С детства я знаю, что «Жоржик» (так дядю отец называл), благосклонно введенный отцом и Шайкевичем в круг «всей Москвы», в круг профессорский, где адвокатствовали Танеев и Муромцев вместе с Шайкевичем, где князь Урусов блистал, — дядя, введенный в тот круг, как весьма образованный молодой адвокат, очень умный, и «брат Николая Васильевича», весьма скоро презло и преедко обфыркавши всех, завел собственный круг: незадачников, странных весьма, не блиставших нисколько; являлся к нам противопоставить какого-нибудь им открытого очередного гения — Урусову, Муромцеву; так он — выбыл, не став адвокатом блистательным; и, разумеется, куши срывать с миллионеров, как их срывал после И. А. Кистяковский (его свойственник по сестре, тете Варе), не мог, пробиваясь кой-как своим жалованьем, как юрисконсульт при ком-то.
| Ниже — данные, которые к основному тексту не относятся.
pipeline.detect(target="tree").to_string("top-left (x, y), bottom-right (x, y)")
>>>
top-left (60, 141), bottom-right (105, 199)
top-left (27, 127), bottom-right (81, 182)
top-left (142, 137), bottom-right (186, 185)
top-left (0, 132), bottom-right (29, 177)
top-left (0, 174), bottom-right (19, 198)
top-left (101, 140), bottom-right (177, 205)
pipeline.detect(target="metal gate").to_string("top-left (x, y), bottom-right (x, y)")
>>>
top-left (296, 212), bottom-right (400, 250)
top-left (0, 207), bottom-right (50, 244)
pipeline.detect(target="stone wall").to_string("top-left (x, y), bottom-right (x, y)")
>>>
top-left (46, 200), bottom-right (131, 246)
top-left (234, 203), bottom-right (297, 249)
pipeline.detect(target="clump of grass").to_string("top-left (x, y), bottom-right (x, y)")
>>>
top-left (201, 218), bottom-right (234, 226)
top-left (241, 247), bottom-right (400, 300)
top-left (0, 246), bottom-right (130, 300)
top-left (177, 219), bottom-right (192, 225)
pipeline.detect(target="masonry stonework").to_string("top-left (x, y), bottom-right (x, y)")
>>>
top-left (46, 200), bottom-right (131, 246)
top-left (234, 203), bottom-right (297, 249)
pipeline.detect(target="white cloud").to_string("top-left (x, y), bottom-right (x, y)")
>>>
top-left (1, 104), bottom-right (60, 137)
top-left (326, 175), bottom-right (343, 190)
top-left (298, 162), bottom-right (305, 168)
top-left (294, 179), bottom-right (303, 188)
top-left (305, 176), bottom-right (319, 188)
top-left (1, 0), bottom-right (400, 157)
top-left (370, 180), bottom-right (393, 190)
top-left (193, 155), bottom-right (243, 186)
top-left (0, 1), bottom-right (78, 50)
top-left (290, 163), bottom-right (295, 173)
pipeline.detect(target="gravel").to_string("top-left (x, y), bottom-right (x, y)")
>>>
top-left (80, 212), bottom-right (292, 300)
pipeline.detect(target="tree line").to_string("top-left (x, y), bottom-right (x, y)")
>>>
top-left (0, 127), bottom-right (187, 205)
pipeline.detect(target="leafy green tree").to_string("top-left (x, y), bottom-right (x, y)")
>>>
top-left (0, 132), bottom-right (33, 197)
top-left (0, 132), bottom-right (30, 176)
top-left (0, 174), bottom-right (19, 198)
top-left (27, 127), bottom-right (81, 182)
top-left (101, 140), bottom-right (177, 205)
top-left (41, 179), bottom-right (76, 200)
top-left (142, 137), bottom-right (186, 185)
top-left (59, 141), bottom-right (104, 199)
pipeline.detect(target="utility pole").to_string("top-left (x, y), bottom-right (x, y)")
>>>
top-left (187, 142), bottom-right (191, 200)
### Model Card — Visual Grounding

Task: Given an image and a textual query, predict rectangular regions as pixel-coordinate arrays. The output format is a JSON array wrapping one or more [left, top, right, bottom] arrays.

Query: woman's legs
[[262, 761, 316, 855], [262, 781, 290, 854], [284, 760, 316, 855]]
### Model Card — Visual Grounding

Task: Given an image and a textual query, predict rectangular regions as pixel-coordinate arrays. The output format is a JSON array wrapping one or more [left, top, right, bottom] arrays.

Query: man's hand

Наш круг, разобиженный им, от него отвернулся; и дядя его с остроумьем безжалостным жалил всю жизнь; полагаю: для этого он и ходил к нам обедать, чтобы, тишайше откушавши суп, за вторым блюдом фыркать, за сладким же горькое жало вонзивши, потом доводить до каления белого моего отца.

Весьма сильно он действовал: на меня и на маму; во мне под влиянием многогодовых заходов к обеду он действовал, вкрапливая анархический образ мысли; я думаю: им-то питалось сознанье мое, объясняя свое подсознание; мне становилось понятным все то, что не нравилось лишь инстинктивно; и я подбирал его лозунга: иметь лоб и очки золотые не значит быть умницей; легкое дело кирпич написать; удивительно: в профессора попадают тупицы; профессорши — лицемернейшие мещанки; красавица, мамина подруга, Чернова (по первому мужу Гамалей), которой гордилася мама за блеск и за светские связи, оказывается, — старая цыганка; и М. Я. Лясковская — злой и зеленый одер.